With the advent of current technologies, one of the uses most touted by marketing and advertising companies is the ability to use databases of personal information to create a profile so that instead of getting assailed by undirected advertising, upon reaching a site, a user will onlly see ads for the types of things they are interested in. This is clearly a very attractive notion, and the advantages can be seen when compared to the amount of spam and garbage advertising one is subjected to on the Internet. If given a choice, the natural preference would be for no ads, but since we do live in the real world, and sites need money to survive, at the very least, it would be preferable to see ads for products I might possibly buy sometime.

For privacy advocates, the downside to this is the amount of information required to make the service effective. While it may be fine to submit information if that is your desire, there is the fear that such information will be leached from site accesses and other databases without the person's knowledge, effectively violating their privacy rights. Already this type of profile is being created in an unstored way in net search engines that show appropriate ad banners based on search criteria. This is fine, but privacy advocates strongly object to the collection of such personal preferences claiming to be remotely reliable and saleable.

Government Investigation

Another fear about online databases is their use by government agencies such as the FBI to blacklist people without any clear reason. Agencies could simply access the statistics for a list of people who visit the USENET group alt.sex.binaries.pictures.child to get a profiled list of possible child pornography purveyors while at the same time incriminating those that post to the group to speak out against it. The fear is of blind use of what are essentially just collections of usage statistics. Just because a person looks up a site on pipe bombs doesn't mean they're terrorists, but that is what a cursory search of access statistics will end up showing.

On the flip side, government agencies are angry over the posting of databases of their most wanted lists on certain sites, which alerted the criminals in question to the manhunts in question, and let them escape arrest. Another concern of theirs is criminals using such databases to create lists of potential victims for fraud or other crimes. Both government agencies and privacy advocates end up concerned with who gets access to these online databases, but firmly convinced that the other side should NOT be in charge of saying who.

Database Error

The other major fear of making databases of personal information online is in the possibility of error. True, this exists in all forms of databases, but there is much less data checking in online databases since nobody actually watches over how the information is distributed. Thus, grossly innacurate material can be dispersed on the web without knowledge of the innacuracies until the complaints start coming in, as was the case with the Sex Offenders Database, and by that point, many peoples' reputations had already been ruined by a lackluster effort at making sure the entries were accurate.

Add to this the fact that multiple people may use the same computer, so database entries may be contradictory, out of date, or just completely useless.
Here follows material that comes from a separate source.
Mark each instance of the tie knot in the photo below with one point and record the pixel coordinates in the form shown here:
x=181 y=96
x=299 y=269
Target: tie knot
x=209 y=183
In the fervor to collect information for marketing purposes, database providers may make money off of innacurate information, and the user ends up both losing privacy and getting the junk mail they were trying to avoid.

As a further complication for the purchasers of the databases, people frequently send in innacurate information to register into services because of fears of violation of privacy, so they may be paying good money for useless information. In all fo these cases, it seems clear that without some standard for what is to be done about personal information databases, and their online collection and distribution, the situation will get worse, in an escalating war between marketing companies trying to collect information, privacy advocates trying to prevent it, and uninformed users caught in the middle.